Elle dit, Finalement,une vie, c’est pas grand chose.
Ta gueule, il pense. Ou alors ouvre les yeux. Les oreilles. Les narines. Sors de ton « moi je ».
Elle raconte. Ces dernières années qui ne sauraient résumer toutes celles d’avant. L’âpreté du vieillir. La solitude qui peu à peu rend âcre et morose quand au mieux tout va bien.
Il pense, alors ne résume pas. Justement. Ne résume pas. Au contraire : élargit ton champ, et le mien. Cueille l’horizon : il ne fait pas nuit.
Elle évoque. Quelques unes de ces années d’avant. Pas celles de l’autre. Non, les siennes. Ses souvenirs à elle. Grâce à la personne de la vie qui n’est pas grand chose.
Ben alors, faut savoir, il pense. C’est beaucoup, déjà, ce que tu racontes.
Plus encore si l’on songe à l’époque à laquelle cela s’est passé. C’était couillu.
Et encore plus si l’on pense que des enfants comme toi, à l’époque, puis les années suivantes, la vie qui ne vaut pas grand chose en a accueilli comme toi trente, quarante, cinquante.
Elle continue de parler. Partie dans ses méandres.
Il est surpris, encore et toujours ; que l’on puisse ainsi dire des choses qui expriment l’exact contraire de ce qui est en train d’être dit. Comme si les mots devaient tromper leur monde. Par inadvertance. Ou par effraction. Bandits de petits chemins. Ces vieux poncifs sont si essorés qui ressemblent à des pantins de poussière.
C’est un samedi d’hiver en presque février en Lorraine.

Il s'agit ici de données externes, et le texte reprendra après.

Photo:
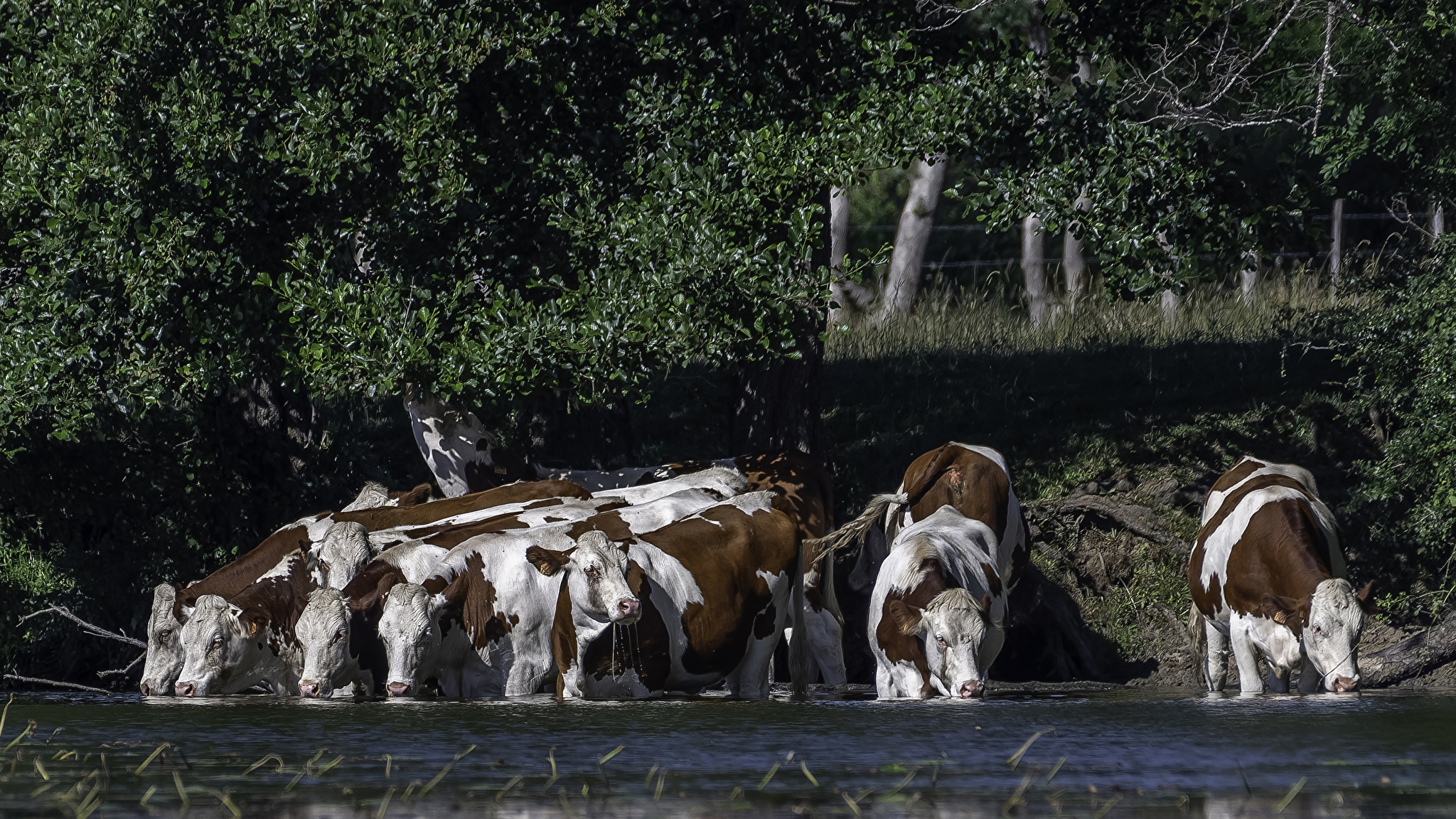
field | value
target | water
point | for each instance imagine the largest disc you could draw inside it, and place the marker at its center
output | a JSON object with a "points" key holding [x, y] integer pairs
{"points": [[1126, 752]]}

Ciel bas et ciel blanc. Vent. Il fait froid.
60, 70 personnes sont venues. Habiter un peu le silence qui a pris la poudre d’escampette. Prendre de la seule chaleur qui vaut : celles des femmes et des hommes qui donnent, partagent, reçoivent, écoutent, pleurent, serrent les doigts, lisent quelques mots. Pour rappeler comme chaque vie, chaque vie, est unique dans son coin de territoire et comme chacune, chacun essaime à sa mesure.
C’est beaucoup, une vie.
Oui c’est beaucoup une vie mais je comprends qu’on puisse penser et dire que se n’est pas grand chose. Comme je comprends qu’on puisse dire une phrase et son contraire, je pense que je fais ça moi quand je ne fais pas bien, que je suis toute embrouillée dans mes angoisses comme qd je ne sors pas de mon moi je , c’est la même chose. Et je comprends aussi le « ta gueule' » que je pense, qu’on peut aussi avoir envie de me dire quand mes, les narines sont fermées, les yeux et surtout mon cœur. Joli texte très parlant.